Google has been developing AI for over a decade, slowly incorporating it into its search engine, ad products, and YouTube recommendations.

But Google has still trailed behind competitors like Microsoft and Amazon, particularly when it comes to Google's chatbot Gemini and AI voice assistant Google Mic.

Now, Google is ramping up its AI efforts with a series of cloud advancements, like an Arm-based CPU, the general availability of TPU v5p, the new release of Gemini 1.5, and a swath of AI changes to Google Workspace.

Pichai admits Google could have handled its layoffs better

Leaked audio from a Google's all-hands meeting in December 2023 revealed Pichai saying it was not the best idea to inform all employees impacted by the layoffs simultaneously.

"I think it's something we could have done differently for sure," he said.

He also said the decision to cut off access to work accounts immediately after announcing the cuts was very difficult.

Google continues to support impacted employees in line with local requirements outplacement services, and severance offerings in its most recent round of layoffs. Specific details like severance vary by role and location.

A shift in company culture

Google's layoffs have impacted staff morale, according to the "Googlegeist" internal employee survey. Brooks Kraft LLC/Corbis via Getty Images

As of its last earnings call, Alphabet has over 182,000 employees globally. And some of those employees say Google's year of efficiency has shifted the company culture at Google.

After thousands have been laid off in the last two years, some employees are questioning the family-like culture the company preached.

Pichai has acknowledged that the layoffs had a "clear big impact on morale," which was reflected in feedback and comments on the "Googlegeist," the company's internal survey that measures employee satisfaction.

Most Google employees are still proud to work at the tech giant, according to over three-quarters of respondents from a 2023 companywide survey obtained by Business Insider.

But some are pushing back.

One Google software engineer, Diane Hirsh Theriault, even took to LinkedIn in January to complain about the company's leadership, referring to its management as "profoundly boring and glassy-eyed."

Another ex-Googler wrote a letter on his blog in 2023 slamming the company.
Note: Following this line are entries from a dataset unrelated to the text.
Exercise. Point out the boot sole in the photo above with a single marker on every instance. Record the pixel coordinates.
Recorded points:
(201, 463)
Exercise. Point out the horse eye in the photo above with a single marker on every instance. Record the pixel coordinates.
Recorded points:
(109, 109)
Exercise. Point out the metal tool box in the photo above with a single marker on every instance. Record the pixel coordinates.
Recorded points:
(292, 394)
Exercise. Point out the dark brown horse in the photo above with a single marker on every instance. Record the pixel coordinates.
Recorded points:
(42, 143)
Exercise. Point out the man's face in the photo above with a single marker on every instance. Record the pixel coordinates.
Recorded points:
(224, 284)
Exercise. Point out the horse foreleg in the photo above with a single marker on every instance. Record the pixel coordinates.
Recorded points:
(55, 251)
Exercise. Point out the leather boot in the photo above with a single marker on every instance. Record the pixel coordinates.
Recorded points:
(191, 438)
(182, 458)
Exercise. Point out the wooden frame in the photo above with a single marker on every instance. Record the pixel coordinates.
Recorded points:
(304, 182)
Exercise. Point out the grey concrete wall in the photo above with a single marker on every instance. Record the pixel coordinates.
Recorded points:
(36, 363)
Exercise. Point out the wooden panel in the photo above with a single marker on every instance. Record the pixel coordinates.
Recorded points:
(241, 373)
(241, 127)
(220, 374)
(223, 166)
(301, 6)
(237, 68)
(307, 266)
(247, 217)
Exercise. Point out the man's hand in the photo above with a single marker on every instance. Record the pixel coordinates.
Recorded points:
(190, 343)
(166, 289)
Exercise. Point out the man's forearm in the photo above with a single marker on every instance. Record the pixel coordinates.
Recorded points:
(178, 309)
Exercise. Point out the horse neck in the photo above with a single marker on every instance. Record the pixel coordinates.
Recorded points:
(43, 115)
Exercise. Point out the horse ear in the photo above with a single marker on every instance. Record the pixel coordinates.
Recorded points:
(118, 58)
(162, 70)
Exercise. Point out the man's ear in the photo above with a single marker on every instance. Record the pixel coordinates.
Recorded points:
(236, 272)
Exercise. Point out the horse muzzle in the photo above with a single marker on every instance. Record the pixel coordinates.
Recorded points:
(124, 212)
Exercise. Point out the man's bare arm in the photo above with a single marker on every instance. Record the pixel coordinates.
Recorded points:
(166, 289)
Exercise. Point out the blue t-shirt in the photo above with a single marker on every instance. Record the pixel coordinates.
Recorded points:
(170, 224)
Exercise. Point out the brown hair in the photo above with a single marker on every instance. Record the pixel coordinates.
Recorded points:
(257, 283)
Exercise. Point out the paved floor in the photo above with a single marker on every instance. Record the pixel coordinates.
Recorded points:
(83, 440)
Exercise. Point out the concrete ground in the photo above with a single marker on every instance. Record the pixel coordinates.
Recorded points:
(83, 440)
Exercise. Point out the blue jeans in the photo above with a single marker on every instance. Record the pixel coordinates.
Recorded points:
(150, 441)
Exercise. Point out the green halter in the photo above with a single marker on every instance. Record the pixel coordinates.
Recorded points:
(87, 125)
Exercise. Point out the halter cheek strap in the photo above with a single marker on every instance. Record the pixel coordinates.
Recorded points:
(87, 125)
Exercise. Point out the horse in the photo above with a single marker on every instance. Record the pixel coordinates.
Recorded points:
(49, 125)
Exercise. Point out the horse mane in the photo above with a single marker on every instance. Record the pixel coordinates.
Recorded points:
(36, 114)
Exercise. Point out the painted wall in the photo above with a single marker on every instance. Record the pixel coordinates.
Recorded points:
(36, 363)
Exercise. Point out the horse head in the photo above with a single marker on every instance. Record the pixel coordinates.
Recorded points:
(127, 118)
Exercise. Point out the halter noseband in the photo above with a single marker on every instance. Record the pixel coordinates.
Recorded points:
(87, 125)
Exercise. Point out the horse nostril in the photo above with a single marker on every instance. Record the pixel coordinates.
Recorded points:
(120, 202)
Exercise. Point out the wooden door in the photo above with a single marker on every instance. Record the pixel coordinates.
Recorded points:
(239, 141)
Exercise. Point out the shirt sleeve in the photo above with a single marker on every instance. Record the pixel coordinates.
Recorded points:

The former employee said Google lacked visionary leadership and was destroying transparency between staff and executives.

The Alphabet Workers Union also planned protests in January at five Google campuses across the US to challenge Google's rationale in decision-making.

Pichai has also received criticism for his leadership.

After Gemini's image generator released inaccurate racial depictions of historical figures in 2024, industry leaders called for Pichai's removal as Google's CEO.

Many critics, including industry experts, laid-off Googlers, and even some of Google's very first employees, have assailed Pichai's pace in the AI race and called for him to step down because he hasn't acted quickly enough.